Na saída do cinema eu fiquei sorrindo pro chão pensando em como eu era
boba em ficar boba com um casinho de dois dias e um cinema. Aí você me puxou
pela cintura, me deu um beijo e arrumou meu cabelo de lado. Disse que achava
divertido ver uma garota com gravata borboleta e eu achava o máximo ser a sua
garota divertida. Andamos mais alguns passos e você pegou uma borboleta morta
no canteirinho de uma árvore e deu na minha mão. Foi o presente mais tétrico
que eu já tive, mas foi o único que você conseguiu me dar. Ainda ficou uma meia
hora explicando sobre a anatomia, modo de viver e comida predileta das
borboletas. Eu fingi um sorriso enquanto olhava pro bichinho morto comparado à
minha gravata.
Pulando a ordem da lista você poderia dizer que já me deu outro presente
sim, como é o caso dessa sempre-viva. Mas não considero um presente porque
naquele dia no parque, eu a vi na lojinha de plantas e fiquei apaixonada. Em um
ato de violência contra mim e de heroísmo pra você, você roubou a plantinha, me
puxou pra esquina e me entregou. Não sei como aceitei o roubo e o prazer da
adrenalina naquele dia.
Depois do cinema você ficou uns três dias sem dar o menor sinal de vida
até me ligar na noite do quarto dia, dizendo que na sexta você comemoraria seu
aniversário com uns amigos na casa de um tal de Isaac. Fiquei animada com a
possibilidade de fazer parte de eventos íntimos da sua vida.
Como você dizia que gostava de escrever, eu encomendei pela internet um
caderninho muito fofo para te dar de aniversário. Esse caderninho. Ainda bem
que ele chegou só hoje e não no dia da festa, porque agora percebo como é
surreal você repetir os erros do mundo de uma forma tão despreocupada; como
gostar de escrever e não de ler.
Outro erro batido e clichê foi seu aniversário na casa do Isaac, um
menino muito rico com o coleguinha abusado (você) que usa a casa e a amizade
para construir um palácio de loucuras. Cheguei atrasada e você me recebeu na
porta. Tentei justificar, olhando pro chão, como o seu presente não tinha
chegado ainda, mas que assim que chegasse você iria gostar bastante. Acho que
você não ouviu uma palavra do que eu disse porque me cortou no meio da frase e
me apresentou uma loirinha de propaganda de margarina como “essa é a Carol, a minha
ex”. A tal Carol sorriu para mim como se eu fosse a câmera da propaganda de
margarina e eu fiquei sem reação... Eu deveria fazer o que com
a-Carol-loira-bonita-ex-do-bem? Ela me deu um abraço e você me puxou para
apresentar a sua “galera”, que não deu a menor bola para a minha presença.

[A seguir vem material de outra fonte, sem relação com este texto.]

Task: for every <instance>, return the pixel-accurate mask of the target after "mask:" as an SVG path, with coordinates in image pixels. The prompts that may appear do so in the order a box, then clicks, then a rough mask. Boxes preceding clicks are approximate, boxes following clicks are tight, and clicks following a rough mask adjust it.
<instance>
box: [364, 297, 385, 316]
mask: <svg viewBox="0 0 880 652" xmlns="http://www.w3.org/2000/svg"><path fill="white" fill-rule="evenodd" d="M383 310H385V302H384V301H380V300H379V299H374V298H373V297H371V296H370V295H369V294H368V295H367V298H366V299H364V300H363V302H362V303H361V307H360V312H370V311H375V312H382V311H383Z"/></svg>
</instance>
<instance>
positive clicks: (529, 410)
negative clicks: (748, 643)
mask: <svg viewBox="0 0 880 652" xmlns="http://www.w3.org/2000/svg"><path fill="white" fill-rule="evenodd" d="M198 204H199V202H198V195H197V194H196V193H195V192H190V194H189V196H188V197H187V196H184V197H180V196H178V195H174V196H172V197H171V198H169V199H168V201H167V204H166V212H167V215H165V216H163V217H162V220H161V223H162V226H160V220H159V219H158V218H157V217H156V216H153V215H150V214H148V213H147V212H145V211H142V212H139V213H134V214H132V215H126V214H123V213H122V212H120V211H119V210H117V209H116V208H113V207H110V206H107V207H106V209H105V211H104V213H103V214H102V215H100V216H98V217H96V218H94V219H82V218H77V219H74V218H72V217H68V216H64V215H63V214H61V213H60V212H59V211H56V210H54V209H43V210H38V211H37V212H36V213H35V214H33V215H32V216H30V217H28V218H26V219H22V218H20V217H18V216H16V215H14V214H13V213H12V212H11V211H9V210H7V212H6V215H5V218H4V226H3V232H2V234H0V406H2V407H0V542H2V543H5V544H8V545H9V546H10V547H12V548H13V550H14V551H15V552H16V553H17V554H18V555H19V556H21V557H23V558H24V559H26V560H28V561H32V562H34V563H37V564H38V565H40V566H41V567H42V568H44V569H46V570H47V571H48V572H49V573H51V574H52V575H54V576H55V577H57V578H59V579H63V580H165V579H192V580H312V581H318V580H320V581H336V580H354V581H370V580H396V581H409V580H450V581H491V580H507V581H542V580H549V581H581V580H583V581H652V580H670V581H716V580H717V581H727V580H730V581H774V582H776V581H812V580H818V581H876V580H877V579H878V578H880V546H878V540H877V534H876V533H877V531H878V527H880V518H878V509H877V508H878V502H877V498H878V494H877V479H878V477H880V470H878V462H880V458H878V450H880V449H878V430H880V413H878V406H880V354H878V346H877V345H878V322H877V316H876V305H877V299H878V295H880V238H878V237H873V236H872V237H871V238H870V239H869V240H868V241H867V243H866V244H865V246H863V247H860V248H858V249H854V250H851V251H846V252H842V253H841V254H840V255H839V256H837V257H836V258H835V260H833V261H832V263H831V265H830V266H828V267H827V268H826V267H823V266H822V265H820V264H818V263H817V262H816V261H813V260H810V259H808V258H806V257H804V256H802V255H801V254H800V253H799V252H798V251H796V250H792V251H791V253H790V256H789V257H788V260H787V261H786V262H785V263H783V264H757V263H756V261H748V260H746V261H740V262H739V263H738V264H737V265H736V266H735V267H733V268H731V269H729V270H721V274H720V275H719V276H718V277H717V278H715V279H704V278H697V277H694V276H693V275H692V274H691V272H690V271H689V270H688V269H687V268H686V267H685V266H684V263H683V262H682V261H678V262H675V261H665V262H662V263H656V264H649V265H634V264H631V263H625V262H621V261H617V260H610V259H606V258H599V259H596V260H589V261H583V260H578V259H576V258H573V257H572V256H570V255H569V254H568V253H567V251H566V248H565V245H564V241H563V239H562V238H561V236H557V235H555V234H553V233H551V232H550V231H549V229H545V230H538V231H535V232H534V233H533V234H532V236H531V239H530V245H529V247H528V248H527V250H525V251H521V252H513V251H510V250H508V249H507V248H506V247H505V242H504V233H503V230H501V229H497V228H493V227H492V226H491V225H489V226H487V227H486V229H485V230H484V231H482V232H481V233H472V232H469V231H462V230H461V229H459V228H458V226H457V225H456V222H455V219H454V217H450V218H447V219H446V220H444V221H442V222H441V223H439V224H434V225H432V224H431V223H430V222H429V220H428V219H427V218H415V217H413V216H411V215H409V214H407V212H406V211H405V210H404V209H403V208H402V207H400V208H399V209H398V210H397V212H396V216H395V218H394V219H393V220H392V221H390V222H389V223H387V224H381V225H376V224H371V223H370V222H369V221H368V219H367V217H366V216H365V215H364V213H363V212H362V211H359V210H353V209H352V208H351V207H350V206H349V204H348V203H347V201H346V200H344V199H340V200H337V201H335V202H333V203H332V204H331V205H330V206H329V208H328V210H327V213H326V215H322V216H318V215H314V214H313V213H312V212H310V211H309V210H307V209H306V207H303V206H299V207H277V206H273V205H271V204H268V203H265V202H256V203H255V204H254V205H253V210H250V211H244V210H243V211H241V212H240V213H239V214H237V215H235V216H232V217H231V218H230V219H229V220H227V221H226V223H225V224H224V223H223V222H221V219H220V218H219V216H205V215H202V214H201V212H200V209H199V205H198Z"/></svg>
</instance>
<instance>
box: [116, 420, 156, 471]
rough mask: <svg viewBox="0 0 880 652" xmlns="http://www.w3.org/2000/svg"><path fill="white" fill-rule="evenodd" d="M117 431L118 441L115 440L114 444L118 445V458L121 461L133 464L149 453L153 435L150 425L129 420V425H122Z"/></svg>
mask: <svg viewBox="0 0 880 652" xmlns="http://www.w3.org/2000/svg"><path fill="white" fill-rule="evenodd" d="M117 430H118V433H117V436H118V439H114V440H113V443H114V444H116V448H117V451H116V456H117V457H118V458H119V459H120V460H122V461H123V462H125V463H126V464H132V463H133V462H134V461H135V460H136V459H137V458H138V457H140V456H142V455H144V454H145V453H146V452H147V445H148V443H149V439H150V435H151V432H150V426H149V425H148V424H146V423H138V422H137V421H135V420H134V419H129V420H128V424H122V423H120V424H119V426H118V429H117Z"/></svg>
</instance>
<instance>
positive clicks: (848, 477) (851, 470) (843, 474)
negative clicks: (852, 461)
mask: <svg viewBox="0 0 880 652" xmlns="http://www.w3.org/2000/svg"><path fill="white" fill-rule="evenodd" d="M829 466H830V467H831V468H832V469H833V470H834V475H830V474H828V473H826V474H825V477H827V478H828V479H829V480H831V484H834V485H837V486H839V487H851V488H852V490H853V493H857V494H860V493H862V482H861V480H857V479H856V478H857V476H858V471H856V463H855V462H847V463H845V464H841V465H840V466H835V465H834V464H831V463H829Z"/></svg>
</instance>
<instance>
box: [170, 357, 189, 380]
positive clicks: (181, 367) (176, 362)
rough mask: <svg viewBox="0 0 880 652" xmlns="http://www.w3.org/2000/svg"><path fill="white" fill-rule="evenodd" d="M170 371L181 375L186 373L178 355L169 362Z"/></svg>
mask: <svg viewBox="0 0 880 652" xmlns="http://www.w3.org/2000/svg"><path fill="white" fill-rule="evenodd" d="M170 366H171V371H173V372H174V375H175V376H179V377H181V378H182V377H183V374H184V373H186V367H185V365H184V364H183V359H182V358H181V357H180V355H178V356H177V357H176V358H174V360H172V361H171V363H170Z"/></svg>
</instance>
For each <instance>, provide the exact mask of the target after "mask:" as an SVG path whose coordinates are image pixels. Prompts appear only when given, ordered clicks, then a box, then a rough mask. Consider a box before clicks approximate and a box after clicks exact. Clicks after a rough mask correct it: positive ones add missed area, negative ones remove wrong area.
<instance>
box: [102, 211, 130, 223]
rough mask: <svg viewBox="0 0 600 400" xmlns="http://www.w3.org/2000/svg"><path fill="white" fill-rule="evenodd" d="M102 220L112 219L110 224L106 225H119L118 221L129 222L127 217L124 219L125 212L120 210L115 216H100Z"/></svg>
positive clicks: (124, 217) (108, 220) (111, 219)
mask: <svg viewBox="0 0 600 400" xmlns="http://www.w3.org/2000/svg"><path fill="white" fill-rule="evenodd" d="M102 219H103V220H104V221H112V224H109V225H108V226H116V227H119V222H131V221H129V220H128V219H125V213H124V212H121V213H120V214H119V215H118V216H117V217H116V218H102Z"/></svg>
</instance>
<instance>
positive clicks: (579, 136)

Enquanto vocês estavam super chapados o Isaac ficou conversando comigo e
se mostrando o anfitrião mais fofo possível. Alguma coisa tinha que estar
razoavelmente boa naquele lugar.
Foi mais ou menos lá pela meia noite que Isaac decidiu abrir umas
garrafas de champagne para brindar seu aniversário (o carinho de Isaac por você
é evidentemente uma paixão, mas você ignora). Todo mundo recebeu uma taça
repleta daquela bebida meio metida quando você, já mais louco que o normal,
decidiu que queria brindar comigo e Carol juntas. Sua força quebrou a taça na
minha mão e me deixou encharcada. Enquanto você e Carol riam de bêbados da
Carrie, a estranha, Isaac correu comigo pro banheiro para me ajudar. Como
cortei meu dedo com esse caquinho, resolvi te entregar essa lembrança da sua
enorme preocupação com os outros.
Fui embora imediatamente e você recebeu a notícia com um “ah tá...que
pena, achei que você fosse dormir comigo”. Você e a maioria da sua galera deve
pensar que é um escândalo eu ficar com raiva de você já que não fui “traída”,
nem falaram mal de mim, mas talvez vocês não alcancem os cuidados e
preocupações que cercam o mundo que vive fora de vocês. O que começa mal,
sempre termina mal. E como todo desastre tem sua caixa preta, como todo drama
tem presságios e avisos; te devolvo nessa caixinha todos os sinais e provas de
que nós nunca existimos e nem vamos dar certo. Não atendo mais suas chamada,
mas não por te achar uma pessoa errada, mas é que seu destino é diferente do meu.
Eu não sei fazer propagandas e nem viver em palácios.